Dit BSD Monumentenzorg voor de Minister van Volkshuisvesting, Ruimtelijke Ordening en Milieubeheer is gebaseerd op het rapport institutioneel onderzoek: F. van der Doe, H. Spijkerman, Van Monumentale waarde. Een institutioneel onderzoek naar de rijksoverheidsbemoeienis met monumentenzorg, 1945–1990 PIVOT-rapport nr. 33 (Den Haag 1996).

Het BSD Monumentenzorg is een officiële selectielijst. Het heeft tot doel voor de Minister van Volkshuisvesting, Ruimtelijke Ordening en Milieubeheer als zorgdrager aan te geven of neerslag voortvloeiend uit enkele handelingen zoals beschreven in het RIO Van monumentale waarde voor blijvende bewaring in aanmerking komt of vernietigd kan worden.

Onder neerslag wordt verstaan: alle gegevens voortvloeiend uit een handeling, onafhankelijk van de drager van die gegevens zoals papier, films, tapes of floppy’s, etc.

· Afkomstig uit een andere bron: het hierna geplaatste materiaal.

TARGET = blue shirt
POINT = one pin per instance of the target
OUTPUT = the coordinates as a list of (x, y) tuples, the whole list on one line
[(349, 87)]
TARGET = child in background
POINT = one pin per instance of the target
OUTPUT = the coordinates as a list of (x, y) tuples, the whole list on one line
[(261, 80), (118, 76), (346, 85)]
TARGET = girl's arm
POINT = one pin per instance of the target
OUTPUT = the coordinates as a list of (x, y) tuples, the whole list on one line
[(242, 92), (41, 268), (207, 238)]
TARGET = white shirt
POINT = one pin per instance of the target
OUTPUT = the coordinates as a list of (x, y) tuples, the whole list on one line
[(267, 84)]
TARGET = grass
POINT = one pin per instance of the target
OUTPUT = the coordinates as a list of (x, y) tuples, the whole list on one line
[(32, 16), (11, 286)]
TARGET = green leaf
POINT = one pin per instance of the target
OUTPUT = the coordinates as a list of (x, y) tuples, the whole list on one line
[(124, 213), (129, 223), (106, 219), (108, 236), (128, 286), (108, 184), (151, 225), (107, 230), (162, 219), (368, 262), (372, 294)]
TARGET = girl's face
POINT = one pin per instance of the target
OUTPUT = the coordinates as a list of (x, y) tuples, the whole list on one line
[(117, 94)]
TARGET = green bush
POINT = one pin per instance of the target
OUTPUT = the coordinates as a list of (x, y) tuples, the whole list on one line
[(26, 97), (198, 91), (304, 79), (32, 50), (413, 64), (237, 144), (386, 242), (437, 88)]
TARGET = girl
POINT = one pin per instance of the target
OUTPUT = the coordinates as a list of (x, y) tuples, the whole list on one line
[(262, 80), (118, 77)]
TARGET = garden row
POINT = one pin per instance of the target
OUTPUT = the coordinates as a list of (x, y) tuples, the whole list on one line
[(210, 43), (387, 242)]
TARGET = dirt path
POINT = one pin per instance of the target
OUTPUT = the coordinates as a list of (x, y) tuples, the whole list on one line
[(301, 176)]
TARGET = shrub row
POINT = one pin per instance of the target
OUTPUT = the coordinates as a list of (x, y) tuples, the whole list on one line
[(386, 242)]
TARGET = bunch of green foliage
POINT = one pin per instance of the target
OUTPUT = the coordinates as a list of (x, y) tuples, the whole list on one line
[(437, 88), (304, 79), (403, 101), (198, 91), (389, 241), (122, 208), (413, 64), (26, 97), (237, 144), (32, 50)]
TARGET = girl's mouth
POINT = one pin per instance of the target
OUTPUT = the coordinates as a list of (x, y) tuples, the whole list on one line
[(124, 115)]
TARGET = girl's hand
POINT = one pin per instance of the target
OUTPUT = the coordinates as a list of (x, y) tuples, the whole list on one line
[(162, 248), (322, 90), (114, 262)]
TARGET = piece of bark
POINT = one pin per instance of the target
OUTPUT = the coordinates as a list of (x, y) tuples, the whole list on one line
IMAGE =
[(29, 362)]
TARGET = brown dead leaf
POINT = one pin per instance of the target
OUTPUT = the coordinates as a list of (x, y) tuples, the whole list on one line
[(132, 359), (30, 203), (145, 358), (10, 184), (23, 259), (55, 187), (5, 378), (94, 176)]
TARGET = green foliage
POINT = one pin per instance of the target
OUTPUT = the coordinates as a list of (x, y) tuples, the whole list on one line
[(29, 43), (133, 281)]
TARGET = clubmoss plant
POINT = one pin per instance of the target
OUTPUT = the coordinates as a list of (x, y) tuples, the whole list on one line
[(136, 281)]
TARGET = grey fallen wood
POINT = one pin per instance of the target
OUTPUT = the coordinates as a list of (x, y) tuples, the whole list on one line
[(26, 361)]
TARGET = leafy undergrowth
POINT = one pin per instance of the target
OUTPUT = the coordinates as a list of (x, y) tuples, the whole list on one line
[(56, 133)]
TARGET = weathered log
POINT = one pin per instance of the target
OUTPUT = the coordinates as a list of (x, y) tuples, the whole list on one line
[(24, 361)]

Het Beleidsterrein Monumentenzorg 1945–1990

De belangrijkste doelstelling van de rijksoverheid op het beleidsterrein monumentenzorg is het behoud van cultureel erfgoed, i.c. monumentale objecten, oude dorpskernen en stadsgezichten. De Monumentenwetten van 1961 en 1988 maken de bescherming van monumenten, stads- en dorpsgezichten mogelijk. Deze wetten kennen bij de bescherming van stads- en dorpsgezichten ook enige bevoegdheden toe aan de Minister van Volkshuisvesting, Ruimtelijke Ordening en Milieubeheer, namelijk het aanwijzen van beschermde stads- en dorpsgezichten, waarop bepaalde regels van monumentenbescherming van toepassing zijn.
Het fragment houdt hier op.